Ma, se sei un giocatore di basket e giochi in NBA, il problema è risolto grazie ai milioni di fan in giro per il mondo, ai giornalisti o anche semplicemente… alle nonne. Tanti cervelli messi assieme sono in grado – sfortunatamente non sempre – di partorire idee geniali e, di conseguenza, non è una caso se molti dei soprannomi che vengono dati ai giocatori NBA sono memorabili, riuscendo a volte a prendere il posto del nome di battesimo.

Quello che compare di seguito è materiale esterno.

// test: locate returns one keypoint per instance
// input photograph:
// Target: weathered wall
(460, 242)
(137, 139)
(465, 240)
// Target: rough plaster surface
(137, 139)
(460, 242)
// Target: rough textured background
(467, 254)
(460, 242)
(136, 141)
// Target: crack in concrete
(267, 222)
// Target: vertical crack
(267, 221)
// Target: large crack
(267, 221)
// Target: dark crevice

Ecco quindi una lista – rigorosamente in ordine alfabetico – con i migliori soprannomi dei giocatori NBA che hanno solcato i parquet statunitensi negli anni ’90:

Anfernee Hardaway – “Penny”

Si comincia con uno di quei casi in cui il soprannome, col passare del tempo, ha preso il posto del nome di battesimo, difatti il famoso Penny Hardaway all’anagrafe in realtà risulta chiamarsi Anfernee Hardaway. La motivazione del suo nickname? Semplice: la nonna, con il suo accento tipico del sud degli Stati Uniti, quando lo chiamava “Pretty” sembrava dicesse ogni volta “Penny”. Sicuramente Penny è un gran bel nome, ma Lil’ Penny, che non è un trapper ma un personaggio di una pubblicità Nike (proprio con Hardaway), è molto meglio.